Mark Zuckerberg desidera che tutti, all’interno ma anche all’esterno della sua azienda, possano dotarsi di un proprio agente di intelligenza artificiale personale, a partire proprio da se stesso in qualità di Ceo di Meta. E’ quanto sottolinea, in un articolo, il Wall Street Journal che spiega come l’influente azienda che opera nel settore delle nuove tecnologie stia lavorando per costruire anche “un agente di IA amministratore delegato” che possa aiutare il suo numero uno a svolgere il suo lavoro.
L’indiscrezione
Secondo quanto emerso, l’agente di IA, di fatto un software che agisce in autonomia per svolgere alcuni compiti a seconda di come viene impostato, sarebbe ancora in fase di sviluppo e, sempre stando all’indiscrezione del Wsj, in questa fase del progetto starebbe aiutando Zuckerberg ad ottenere informazioni più velocemente. Come? Ad esempio dando risposte che, di base, dovrebbero essere più complesse da ricercare e che richiederebbero diversi passaggi prima di una soluzione.
Second Brain
Ma non è tutto, perchè ci sarebbe anche un altro strumento di intelligenza artificiale, denominato Second Brain, addestrato nell’indicizzare ed interrogare documenti per una serie di progetti su cui gli esperti di Meta sarebbero al lavoro. Tutto, insomma, starebbe ad indicare come Menlo Park voglia sempre di più orientarsi verso le potenzialità offerte dall’intelligenza artificiale, mettendo da parte il metaverso per cui aveva cambiato il suo nome in “Meta” nel 2021 facendolo diventare il fulcro della strategia aziendale.
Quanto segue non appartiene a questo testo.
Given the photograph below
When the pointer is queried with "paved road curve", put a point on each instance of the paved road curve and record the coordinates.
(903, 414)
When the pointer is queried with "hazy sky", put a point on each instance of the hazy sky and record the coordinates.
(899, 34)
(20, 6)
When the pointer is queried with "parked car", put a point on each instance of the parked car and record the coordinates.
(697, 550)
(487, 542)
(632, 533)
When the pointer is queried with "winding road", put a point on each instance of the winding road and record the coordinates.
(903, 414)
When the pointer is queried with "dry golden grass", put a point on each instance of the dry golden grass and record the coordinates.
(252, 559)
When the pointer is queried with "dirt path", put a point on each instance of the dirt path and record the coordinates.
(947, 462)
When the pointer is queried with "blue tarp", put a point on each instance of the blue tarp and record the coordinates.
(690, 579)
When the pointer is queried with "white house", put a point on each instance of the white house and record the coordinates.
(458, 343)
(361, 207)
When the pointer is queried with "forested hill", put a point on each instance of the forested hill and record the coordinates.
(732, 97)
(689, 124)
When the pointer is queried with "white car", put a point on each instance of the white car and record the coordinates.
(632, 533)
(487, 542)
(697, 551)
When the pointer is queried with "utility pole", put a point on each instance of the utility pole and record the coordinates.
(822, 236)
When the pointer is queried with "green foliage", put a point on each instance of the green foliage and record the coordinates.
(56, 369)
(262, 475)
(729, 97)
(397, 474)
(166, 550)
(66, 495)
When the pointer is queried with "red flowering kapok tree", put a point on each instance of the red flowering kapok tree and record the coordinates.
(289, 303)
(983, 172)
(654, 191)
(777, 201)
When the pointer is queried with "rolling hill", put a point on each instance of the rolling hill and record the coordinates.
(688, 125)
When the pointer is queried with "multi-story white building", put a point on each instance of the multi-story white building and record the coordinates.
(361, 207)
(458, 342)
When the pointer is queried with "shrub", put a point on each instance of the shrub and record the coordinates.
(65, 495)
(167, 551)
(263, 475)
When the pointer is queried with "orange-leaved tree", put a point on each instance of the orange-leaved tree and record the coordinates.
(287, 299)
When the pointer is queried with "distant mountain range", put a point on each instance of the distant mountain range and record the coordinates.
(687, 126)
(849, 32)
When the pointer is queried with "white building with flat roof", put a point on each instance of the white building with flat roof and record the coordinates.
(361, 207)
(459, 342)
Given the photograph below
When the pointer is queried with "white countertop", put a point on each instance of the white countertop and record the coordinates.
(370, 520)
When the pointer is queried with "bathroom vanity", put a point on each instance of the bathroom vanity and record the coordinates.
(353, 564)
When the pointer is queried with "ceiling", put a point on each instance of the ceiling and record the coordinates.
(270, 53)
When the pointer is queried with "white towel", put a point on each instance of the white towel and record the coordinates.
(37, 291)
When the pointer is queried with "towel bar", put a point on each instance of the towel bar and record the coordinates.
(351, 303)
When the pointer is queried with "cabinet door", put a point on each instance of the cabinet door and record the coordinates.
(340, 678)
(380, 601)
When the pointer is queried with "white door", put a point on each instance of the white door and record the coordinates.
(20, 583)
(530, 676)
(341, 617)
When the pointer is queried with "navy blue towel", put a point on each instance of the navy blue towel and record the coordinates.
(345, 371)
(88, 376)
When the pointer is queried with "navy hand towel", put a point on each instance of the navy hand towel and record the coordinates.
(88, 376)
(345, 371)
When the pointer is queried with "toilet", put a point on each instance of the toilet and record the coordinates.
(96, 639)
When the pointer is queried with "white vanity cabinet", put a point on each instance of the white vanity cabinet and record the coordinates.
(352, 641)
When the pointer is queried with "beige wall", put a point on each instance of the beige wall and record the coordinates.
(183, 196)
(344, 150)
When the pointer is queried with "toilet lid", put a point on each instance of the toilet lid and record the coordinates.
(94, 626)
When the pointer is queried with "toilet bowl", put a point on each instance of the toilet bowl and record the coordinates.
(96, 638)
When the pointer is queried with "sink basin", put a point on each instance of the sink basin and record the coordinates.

Il progetto dell’agente di IA di Zuckerberg – argomenta ancora il Wsj- mostra, tra l’altro, anche lo slancio dell’azienda, composta da circa 78mila lavoratori, nel voler accelerare il ritmo dei tempi di lavoro, eliminando le stratificazioni della struttura organizzativa e modificando le dinamiche del lavoro quotidiano dei dipendenti con l’obiettivo di restare competitiva con le startup che si occupano proprio di IA. “Stiamo investendo in strumenti nativi di IA affinché gli individui di Meta possano fare di più e assottigliare i team”, aveva commentato Zuckerberg solo lo scorso gennaio scorso in occasione della presentazione degli utili della società. In tutto questo, secondo indiscrezioni riportare dall’agenzia Reuters di recente, Meta starebbe anche pianificando un taglio di circa il 20% della propria forza lavoro globale, ovvero sia quasi 16mila persone.